Another day, another government report detailing exactly how much the UK loves getting on it.
An independent review released on Thursday morning, spearheaded by Professor Dame Carol Black, details the value of the UK drug trade, the extent of drug use in the UK, the rise of drug deaths and the increase of young people's involvement in the drug trade through county lines gangs.
According to the report – which is the first phase of a review into drugs misuse – the drug trade is worth around £9.4 billion a year. In England and Wales, around 3 million people took drugs in 2019, while drug deaths have reached an all-time high. Most drugs taken in the UK are produced abroad, fuelled by organised crime and aided by the rise in technology.
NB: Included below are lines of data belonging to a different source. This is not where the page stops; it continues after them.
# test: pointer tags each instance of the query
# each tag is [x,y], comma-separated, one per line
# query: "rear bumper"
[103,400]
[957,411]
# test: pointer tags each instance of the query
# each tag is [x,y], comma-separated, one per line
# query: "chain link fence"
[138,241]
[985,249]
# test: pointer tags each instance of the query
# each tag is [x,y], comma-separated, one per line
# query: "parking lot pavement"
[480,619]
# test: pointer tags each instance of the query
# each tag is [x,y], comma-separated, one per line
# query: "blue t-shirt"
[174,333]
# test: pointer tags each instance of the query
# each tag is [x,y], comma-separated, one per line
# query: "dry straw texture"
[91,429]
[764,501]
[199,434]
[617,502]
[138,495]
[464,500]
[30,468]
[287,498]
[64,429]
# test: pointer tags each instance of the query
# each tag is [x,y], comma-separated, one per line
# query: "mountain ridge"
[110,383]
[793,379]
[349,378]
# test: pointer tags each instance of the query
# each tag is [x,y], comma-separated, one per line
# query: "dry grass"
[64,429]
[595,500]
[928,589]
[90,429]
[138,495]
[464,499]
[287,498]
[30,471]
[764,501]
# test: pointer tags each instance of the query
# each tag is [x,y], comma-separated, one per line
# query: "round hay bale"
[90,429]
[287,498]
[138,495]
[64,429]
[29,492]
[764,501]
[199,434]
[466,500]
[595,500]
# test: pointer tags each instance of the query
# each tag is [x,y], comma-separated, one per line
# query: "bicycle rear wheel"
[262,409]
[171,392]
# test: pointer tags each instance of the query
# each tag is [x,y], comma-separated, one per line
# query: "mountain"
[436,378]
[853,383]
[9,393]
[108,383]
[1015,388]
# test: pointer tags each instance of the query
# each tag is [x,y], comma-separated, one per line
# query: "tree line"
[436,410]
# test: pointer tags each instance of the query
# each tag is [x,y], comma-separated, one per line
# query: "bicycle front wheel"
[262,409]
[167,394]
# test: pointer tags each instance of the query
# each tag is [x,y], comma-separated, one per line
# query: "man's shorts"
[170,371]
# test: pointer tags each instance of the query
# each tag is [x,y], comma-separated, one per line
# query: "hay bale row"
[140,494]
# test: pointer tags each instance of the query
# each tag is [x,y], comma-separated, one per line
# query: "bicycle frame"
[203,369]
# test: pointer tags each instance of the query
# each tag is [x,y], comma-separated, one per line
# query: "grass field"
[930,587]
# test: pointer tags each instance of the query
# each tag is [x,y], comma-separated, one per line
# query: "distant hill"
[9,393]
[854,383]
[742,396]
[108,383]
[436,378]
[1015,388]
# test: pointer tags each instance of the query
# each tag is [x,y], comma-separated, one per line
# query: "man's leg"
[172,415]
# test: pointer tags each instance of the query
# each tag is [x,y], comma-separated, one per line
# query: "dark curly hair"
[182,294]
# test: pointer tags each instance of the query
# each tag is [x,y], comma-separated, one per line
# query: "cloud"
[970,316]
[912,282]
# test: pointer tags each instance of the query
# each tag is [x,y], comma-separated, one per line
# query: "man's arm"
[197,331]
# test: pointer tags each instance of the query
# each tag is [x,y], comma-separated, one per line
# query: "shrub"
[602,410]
Alarmingly, the county lines drug trade has also increased, putting young people and children in the front line of the illegal drug industry.
Here are some of the report's main findings:
The report notes that increased use of coke has been driven by those under 30 – mainly white men. The boom in international production has increased the purity and availability of the drug, and the demand for it is largely linked to nightlife. Although there has been a sharp rise in the rate of cocaine use over the last five years, the rate of use in London has fallen slightly.
According to the report, most weed users are under 30 – and usage has increased among people in their twenties.
ECSTASY AND AMPHETAMINES
It's hard to estimate the value of ecstasy and amphetamines, but the report puts the total revenue of both drugs in the UK at around £40 million a year. Young people are still the largest users of this drug, and the rate of use has stayed relatively the same over the last five years. Most of these drugs are produced in Belgium and the Netherlands.
YOUNG PEOPLE AND COUNTY LINES
The government report details the rise of young people being drawn into the county lines drug trade, noting that teenagers and children get involved for a variety of reasons. Some are attracted to the allure of money, underestimating the violence of the trade, while others are groomed and exploited "against a backdrop of poverty". It claims that social media has played a large role.
ULTIMATELY, THE GOVERNMENT AREN'T GREAT AT HANDLING IT ALL
The report states that the government's ability to police the drugs market has been strongly affected by cuts to services, which has damaged expertise in the area. However, the report notes that even if organisations like the police and National Crime Agency hadn't faced budget constraints, it's still not clear that they would have been able to reduce the drug supply, considering how flexible the illegal drug market is.